外からは、金属がぶつかる音や破裂するような衝撃音が、何度も続いている。
「アリサ!……くそ、出血が酷いな。とりあえず止血するぞ」
「う……キリルは……」
「分からんが、お前の命が先決だ。じっとしてろ」
吹き飛ばされたケヴィンは、すぐに立ち上がり私に近付いてきた。怪我の状況を確認すると応急処置の道具が入った箱を取りに行った。……確かに、マズイかもね。このままじゃ、私、失血死するかも。
「強めに抑えるぞ」
「うぐ……」
「くそ……早く、病院に連れて行かないと。この街にも確かあったな」
ケヴィンは、腹部に分厚いガーゼを当てた。鈍い痛みに襲われ、身体からは悪寒を感じ、力が抜けていく。ケヴィンは焦った様子で、胸ポケットから携帯を取り出した。
「大丈夫?」
その時、キリルが部屋に戻ってきた。
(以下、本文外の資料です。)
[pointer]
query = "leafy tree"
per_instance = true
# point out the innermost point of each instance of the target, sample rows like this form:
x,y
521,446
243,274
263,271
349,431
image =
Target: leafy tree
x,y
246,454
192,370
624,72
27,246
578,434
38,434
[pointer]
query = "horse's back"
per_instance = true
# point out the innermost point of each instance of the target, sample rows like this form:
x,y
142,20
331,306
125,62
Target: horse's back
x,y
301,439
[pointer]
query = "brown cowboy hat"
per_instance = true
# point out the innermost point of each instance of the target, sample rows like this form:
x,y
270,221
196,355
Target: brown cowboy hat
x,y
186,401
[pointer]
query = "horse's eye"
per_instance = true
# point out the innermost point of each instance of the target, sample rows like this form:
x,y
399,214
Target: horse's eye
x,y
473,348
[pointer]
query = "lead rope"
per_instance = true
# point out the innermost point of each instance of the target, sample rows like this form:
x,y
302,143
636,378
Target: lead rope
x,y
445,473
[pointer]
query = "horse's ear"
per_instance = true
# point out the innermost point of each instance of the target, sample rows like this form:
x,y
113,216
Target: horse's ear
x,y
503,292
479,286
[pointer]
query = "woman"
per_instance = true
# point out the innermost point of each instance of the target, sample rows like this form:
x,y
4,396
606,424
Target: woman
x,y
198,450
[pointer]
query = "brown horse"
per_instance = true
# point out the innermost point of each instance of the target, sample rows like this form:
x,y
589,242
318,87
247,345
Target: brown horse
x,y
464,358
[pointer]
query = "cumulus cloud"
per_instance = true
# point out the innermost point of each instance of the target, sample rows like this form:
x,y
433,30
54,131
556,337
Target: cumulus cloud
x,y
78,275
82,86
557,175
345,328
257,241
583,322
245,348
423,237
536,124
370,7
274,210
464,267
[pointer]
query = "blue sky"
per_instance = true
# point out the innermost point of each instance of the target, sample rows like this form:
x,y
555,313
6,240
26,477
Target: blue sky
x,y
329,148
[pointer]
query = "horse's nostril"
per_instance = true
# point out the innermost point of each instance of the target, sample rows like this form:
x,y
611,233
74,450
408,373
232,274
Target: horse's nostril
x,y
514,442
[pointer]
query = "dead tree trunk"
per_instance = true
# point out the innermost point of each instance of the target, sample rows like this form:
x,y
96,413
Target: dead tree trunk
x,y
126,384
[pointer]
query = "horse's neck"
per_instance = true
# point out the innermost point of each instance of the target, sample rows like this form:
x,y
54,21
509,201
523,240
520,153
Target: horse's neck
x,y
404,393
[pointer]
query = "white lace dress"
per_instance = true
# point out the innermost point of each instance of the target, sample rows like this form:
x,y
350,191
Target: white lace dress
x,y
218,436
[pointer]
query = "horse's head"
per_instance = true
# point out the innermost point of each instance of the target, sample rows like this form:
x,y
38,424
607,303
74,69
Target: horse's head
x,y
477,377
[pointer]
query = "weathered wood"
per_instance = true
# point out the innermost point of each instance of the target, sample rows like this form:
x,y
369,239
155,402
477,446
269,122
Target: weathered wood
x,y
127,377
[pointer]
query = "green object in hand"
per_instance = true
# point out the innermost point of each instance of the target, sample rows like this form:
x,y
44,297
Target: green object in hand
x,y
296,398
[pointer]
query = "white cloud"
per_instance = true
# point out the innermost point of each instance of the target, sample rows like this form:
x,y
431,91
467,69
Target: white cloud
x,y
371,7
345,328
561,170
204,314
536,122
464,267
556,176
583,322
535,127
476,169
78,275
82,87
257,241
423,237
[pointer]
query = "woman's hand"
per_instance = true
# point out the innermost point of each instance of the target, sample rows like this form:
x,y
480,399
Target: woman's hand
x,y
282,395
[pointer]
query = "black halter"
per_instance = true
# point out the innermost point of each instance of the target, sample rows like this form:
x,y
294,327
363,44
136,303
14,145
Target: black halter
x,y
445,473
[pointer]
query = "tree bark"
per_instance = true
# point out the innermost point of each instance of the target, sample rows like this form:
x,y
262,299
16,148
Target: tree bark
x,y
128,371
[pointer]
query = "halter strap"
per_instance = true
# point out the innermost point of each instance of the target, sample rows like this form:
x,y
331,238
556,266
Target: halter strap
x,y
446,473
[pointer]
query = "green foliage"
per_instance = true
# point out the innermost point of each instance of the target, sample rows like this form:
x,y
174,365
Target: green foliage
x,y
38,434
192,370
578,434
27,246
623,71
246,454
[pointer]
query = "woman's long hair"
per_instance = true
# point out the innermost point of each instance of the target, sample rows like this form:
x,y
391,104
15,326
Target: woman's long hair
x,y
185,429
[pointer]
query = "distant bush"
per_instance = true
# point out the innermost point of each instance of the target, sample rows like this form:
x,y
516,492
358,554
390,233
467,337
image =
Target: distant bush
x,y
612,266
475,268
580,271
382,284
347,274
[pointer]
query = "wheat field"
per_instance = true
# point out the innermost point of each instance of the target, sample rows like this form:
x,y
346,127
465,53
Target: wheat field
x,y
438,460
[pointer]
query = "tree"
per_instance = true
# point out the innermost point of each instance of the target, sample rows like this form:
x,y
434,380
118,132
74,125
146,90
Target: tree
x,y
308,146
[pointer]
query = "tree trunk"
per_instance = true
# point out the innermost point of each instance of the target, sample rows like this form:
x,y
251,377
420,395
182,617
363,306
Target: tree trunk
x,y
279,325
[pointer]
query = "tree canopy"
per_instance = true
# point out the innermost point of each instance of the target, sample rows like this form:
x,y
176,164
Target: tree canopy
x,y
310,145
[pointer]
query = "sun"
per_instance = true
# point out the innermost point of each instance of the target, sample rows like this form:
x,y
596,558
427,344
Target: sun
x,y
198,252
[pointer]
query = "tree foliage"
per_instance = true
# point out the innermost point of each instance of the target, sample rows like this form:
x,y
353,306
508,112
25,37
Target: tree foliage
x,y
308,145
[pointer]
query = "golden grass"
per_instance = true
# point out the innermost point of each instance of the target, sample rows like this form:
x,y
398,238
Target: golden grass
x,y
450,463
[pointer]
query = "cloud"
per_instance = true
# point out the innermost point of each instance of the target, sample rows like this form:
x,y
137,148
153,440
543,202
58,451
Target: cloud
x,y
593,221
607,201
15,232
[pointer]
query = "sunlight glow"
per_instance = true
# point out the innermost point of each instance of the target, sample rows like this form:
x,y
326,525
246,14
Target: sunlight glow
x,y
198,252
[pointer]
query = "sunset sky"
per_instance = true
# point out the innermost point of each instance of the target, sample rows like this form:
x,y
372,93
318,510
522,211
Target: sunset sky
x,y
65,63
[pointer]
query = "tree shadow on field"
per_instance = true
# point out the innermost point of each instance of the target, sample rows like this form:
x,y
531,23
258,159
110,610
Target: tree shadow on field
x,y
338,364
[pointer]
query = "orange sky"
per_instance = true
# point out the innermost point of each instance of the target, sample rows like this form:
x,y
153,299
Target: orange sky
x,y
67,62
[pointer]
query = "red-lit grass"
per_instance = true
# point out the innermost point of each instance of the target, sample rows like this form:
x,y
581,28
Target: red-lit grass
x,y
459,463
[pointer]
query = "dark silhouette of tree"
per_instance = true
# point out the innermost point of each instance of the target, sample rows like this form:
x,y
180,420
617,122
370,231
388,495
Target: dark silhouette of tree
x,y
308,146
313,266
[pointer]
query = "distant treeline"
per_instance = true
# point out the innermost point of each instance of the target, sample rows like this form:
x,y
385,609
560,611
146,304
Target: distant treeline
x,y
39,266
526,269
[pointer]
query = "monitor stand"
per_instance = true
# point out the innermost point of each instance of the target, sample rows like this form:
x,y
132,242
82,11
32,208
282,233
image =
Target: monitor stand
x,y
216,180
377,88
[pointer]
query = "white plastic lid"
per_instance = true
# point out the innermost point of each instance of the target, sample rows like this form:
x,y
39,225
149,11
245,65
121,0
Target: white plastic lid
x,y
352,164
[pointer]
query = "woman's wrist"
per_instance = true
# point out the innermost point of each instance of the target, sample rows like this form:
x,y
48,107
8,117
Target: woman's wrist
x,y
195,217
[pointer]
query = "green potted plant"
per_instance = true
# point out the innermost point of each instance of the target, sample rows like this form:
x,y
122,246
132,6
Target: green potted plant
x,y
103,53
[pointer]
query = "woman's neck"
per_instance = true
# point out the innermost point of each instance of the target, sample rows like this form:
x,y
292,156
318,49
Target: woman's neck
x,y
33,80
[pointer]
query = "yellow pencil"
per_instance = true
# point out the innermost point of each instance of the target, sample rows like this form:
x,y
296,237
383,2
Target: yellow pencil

左手から血が滴り落ち、白いシャツには返り血の斑点が見える。
「お前……」
「外は大丈夫……。シャゴムット達が来てる。襲撃してきた人達を、追ってきたみたいだよ」
「そうなのか?……それより、早く病院に連れて行かないと。トラックまで運ぶの手伝え!」
「……アリサ、死なないで。僕が魔力を分けてあげるから」
ケヴィンは、返り血を浴びたキリルの姿に目を見開いた。しかし、すぐに彼は冷静を取り戻すとキリルに私の身体の足側を持つように、指示した。
しかし、キリルはそれを無視して、無表情のまま私の目の前に立った。そして、右手を私の身体に向けて翳した。彼の胸から、再び翡翠の光が放たれたかと思うと、私の身体は一気に熱くなった。淡い藍色の光がこの身を包んでいる。
「何……これ」
私は、何か人外の力が体内に流れ込んでくる事を悟った。けれど、それに抵抗する力もなく……心地良さも感じさせる熱に、全てを委ねた。
私は意識が薄れる中、キリルが微笑んだのを目にした。それは、残酷なまでに無垢な笑顔だった。笑顔で虫の羽を毟るような、足元の蟻を踏み潰すような……そんな種類の無垢さ。
(キリルはもう世界に絶望し、拒絶してるのかも……)
私は気付いてしまった……。体内に流れ込んでくる彼の魔力には、ドス黒い感情が混ざっている。同時に、心を引き裂くような哀しみの豪雨が、私の胸に降り注ぐ。
こんな気持ちに、あんたは耐えてたの?
救われたいと願う心さえ、棄ててしまったの?
……太陽の光は、あんたにも降り注いでるのに。